🤖 AI Summary
This paper addresses the real-time nowcasting of monthly spot prices for four key industrial metals—aluminum, copper, nickel, and zinc. We propose a novel nowcasting framework that integrates high-frequency daily financial data with first-released macroeconomic indicators, systematically incorporating manufacturing activity variables (e.g., new orders, capacity utilization) for the first time. The framework employs a factor-augmented model combined with multivariate time-series forecasting within a dynamic rolling-horizon estimation scheme. Relative to industry benchmarks—including survey-based expectations and futures-spot basis models—our approach achieves statistically significant improvements in medium-term (3–12 month) forecast accuracy: prediction errors for aluminum and copper decrease by up to 18%, while nickel and zinc exhibit smaller but consistent gains. The primary contribution lies in pioneering the integration of first-release macroeconomic information—particularly high-frequency manufacturing indicators—into real-time metal price forecasting, empirically validating their substantial explanatory power for short-to-medium-term nonferrous metal price dynamics.
📝 Abstract
This paper develops a real-time forecasting framework for the monthly real prices of four key industrial metals -- aluminum, copper, nickel, and zinc -- whose demand is rising due to their widespread use in manufacturing and low-carbon technologies. To replicate the information set available to forecasters in real time, we construct a new dataset combining daily financial variables with first-release macroeconomic indicators and use nowcasting techniques to address publication lags. Within this real-time environment, we evaluate the predictive accuracy of a broad set of univariate, multivariate, and factor-augmented models, comparing their performance with two industry benchmarks: survey expectations and futures-spot spread models. Results show that although short-run metal price movements remain difficult to predict, medium-term horizons display substantial forecastability.
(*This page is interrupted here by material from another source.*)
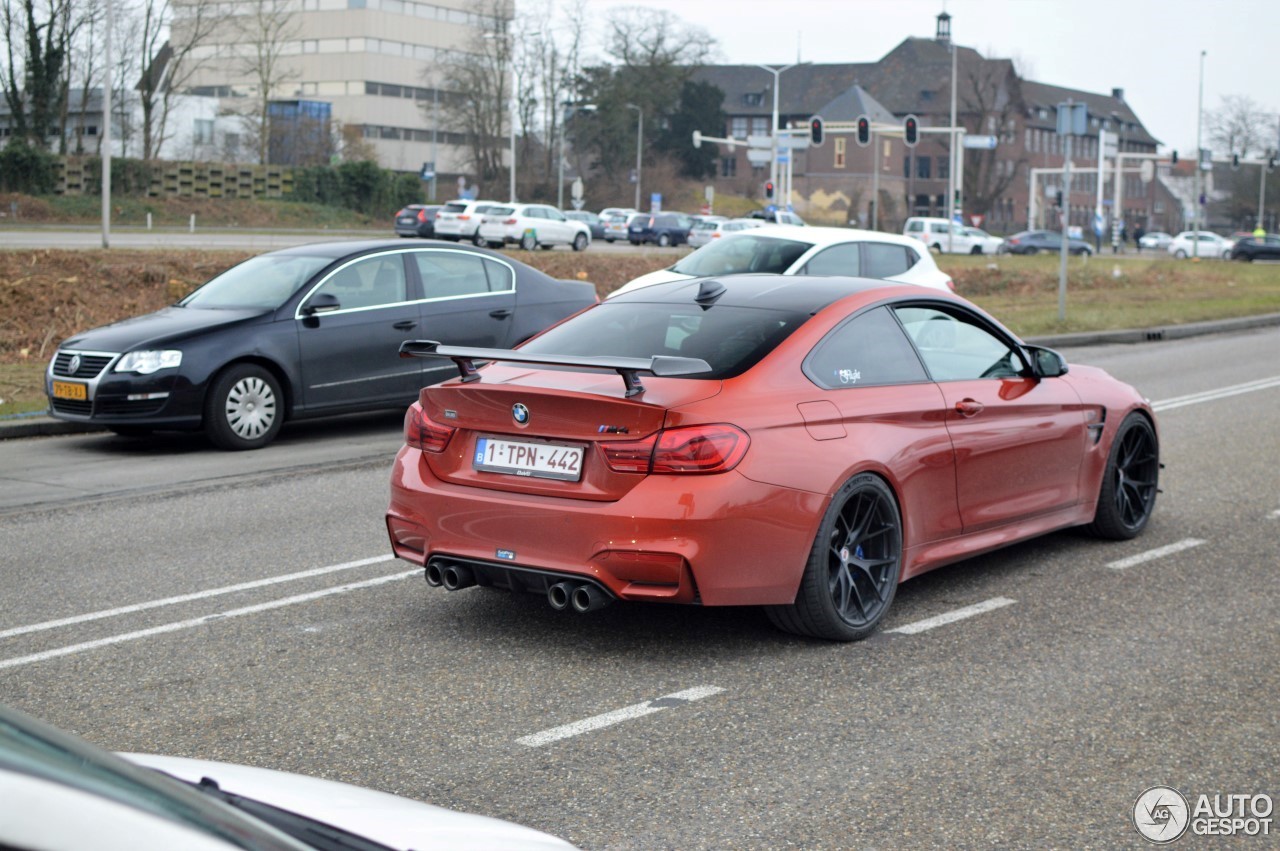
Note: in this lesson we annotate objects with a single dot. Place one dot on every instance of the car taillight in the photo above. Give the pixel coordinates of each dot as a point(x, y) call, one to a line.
point(423, 433)
point(691, 449)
Indicators of manufacturing activity tied to primary metals -- such as new orders and capacity utilization -- significantly improve forecasting accuracy for aluminum and copper, with more moderate gains for zinc and limited improvements for nickel. Futures and survey forecasts generally underperform the real-time econometric models. These findings highlight the value of incorporating timely macroeconomic information into forecasting frameworks for industrial metal markets.